Chaque année depuis 2011, l’institut de recherche gfs.bern réalise sur mandat de la FMH une enquête représentative auprès des médecins hospitaliers dans le domaine des soins somatiques aigus, de la réadaptation et de la psychiatrie ainsi qu’auprès des médecins en cabinet. L’objectif de cette étude est de relever et analyser de manière systématique les conditions cadres de l’activité médicale en Suisse.

Les thèmes centraux de cette enquête sont la pandémie de coronavirus, les conditions de travail et la satisfaction au travail des médecins ainsi que l’impact des réformes en cours. Les résultats de l’enquête doivent permettre aux acteurs politiques et aux partenaires du secteur de la santé de prendre des décisions s’appuyant sur une base de données fiable. De plus, il s’agit d’identifier à temps les besoins pour pouvoir mettre en œuvre les mesures correspondantes.

Au total, 1547 médecins suisses ont participé à l’enquête de cette année, dont 1080 médecins hospitaliers en soins somatiques aigus, 81 médecins exerçant dans des cliniques psychiatriques, 47 en cliniques de réadaptation et 339 médecins en cabinet. Globalement, la participation est en léger recul par rapport à l’année dernière.

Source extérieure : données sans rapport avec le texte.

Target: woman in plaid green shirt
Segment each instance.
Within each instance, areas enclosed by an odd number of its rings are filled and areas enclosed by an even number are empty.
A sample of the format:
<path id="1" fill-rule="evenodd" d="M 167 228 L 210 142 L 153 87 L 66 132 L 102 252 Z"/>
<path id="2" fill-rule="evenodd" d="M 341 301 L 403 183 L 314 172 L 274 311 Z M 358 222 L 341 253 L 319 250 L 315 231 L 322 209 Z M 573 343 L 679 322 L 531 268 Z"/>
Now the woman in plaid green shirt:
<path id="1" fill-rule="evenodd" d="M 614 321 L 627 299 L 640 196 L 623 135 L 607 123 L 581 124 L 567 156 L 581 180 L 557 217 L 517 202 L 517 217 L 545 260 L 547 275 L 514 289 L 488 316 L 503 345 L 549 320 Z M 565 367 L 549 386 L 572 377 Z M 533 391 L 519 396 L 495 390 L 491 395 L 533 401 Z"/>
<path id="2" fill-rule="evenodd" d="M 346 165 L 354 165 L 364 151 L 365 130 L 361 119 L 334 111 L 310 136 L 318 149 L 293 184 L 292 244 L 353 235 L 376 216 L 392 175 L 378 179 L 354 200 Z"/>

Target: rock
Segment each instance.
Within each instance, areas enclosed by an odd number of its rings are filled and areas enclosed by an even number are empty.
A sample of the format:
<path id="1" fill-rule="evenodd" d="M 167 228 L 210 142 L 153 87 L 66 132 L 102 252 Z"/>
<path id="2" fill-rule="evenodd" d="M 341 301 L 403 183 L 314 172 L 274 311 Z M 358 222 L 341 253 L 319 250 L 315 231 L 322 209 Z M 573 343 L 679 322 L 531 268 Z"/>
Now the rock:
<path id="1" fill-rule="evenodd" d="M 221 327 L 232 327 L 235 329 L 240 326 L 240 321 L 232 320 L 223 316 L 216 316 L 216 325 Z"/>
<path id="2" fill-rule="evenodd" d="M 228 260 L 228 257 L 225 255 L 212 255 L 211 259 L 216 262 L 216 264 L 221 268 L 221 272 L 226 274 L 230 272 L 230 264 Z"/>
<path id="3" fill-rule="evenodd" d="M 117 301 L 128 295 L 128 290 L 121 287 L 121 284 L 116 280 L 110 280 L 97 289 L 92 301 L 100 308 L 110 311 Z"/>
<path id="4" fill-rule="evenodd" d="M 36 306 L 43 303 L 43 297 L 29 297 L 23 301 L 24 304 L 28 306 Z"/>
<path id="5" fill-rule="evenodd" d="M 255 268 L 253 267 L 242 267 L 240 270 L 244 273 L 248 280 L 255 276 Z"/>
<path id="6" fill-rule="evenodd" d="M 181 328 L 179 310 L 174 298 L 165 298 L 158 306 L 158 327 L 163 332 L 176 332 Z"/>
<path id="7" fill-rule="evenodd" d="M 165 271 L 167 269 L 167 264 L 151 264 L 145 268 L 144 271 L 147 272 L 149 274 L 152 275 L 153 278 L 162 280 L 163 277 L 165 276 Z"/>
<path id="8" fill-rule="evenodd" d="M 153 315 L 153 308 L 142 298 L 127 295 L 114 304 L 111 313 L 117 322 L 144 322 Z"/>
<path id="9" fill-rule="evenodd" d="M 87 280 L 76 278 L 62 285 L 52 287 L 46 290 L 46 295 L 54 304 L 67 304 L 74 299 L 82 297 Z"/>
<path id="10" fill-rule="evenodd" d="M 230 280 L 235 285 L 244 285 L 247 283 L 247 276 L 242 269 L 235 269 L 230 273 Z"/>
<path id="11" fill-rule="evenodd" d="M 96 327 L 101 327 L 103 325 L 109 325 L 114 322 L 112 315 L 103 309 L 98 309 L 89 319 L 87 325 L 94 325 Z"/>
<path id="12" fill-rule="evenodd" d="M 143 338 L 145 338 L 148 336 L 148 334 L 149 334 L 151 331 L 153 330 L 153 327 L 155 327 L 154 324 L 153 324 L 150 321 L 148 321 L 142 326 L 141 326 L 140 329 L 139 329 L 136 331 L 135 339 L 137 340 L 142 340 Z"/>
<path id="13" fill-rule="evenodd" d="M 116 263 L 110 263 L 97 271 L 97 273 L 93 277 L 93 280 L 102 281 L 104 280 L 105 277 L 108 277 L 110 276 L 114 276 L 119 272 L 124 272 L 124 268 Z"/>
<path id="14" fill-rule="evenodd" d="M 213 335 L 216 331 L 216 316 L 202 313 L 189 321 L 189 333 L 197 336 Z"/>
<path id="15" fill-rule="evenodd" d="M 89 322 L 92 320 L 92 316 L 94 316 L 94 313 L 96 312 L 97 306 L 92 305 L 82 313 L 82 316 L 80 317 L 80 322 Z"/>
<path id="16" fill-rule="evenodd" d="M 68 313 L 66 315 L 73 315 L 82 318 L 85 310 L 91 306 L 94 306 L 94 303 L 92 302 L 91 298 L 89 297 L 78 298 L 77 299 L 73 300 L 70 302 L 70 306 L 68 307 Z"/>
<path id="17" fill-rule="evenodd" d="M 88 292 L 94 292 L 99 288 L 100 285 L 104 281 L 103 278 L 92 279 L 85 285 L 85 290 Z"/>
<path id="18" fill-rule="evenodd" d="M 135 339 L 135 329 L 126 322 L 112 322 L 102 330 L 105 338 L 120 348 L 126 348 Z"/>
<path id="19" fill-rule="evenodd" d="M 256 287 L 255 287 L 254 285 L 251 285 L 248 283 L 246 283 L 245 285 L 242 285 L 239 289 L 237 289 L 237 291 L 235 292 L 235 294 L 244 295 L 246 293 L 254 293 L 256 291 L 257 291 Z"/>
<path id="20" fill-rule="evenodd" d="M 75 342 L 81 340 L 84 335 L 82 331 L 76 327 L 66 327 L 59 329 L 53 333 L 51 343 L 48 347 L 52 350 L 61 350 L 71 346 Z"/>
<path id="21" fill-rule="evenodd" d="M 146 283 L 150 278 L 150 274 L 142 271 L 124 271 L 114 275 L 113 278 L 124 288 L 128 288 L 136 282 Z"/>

Alors que la participation des médecins travaillant en milieu hospitalier en soins somatiques aigus a légèrement augmenté, celle des médecins actifs dans les cliniques psychiatriques et dans les cliniques de réadaptation a baissé. Celle des médecins en cabinet a aussi légèrement baissé.

En plus des indicateurs à long terme, l’enquête aborde chaque année un sujet d’actualité. Comme l’année dernière, l’accent est à nouveau mis sur l’environnement de travail, l’évolution de la charge administrative, la liberté thérapeutique et l’ambulatoire avant le stationnaire. Une attention particulière est portée sur la pandémie de coronavirus compte tenu de son actualité persistante. Certaines questions ont été modifiées de manière à interroger les personnes sur la situation couvrant l’ensemble des cinq vagues constatées jusqu’au moment de l’enquête, tandis que l’enquête précédente se référait au confinement (deuxième et troisième vagues). L’enquête s’est déroulée du 5 mai au 16 juin 2022.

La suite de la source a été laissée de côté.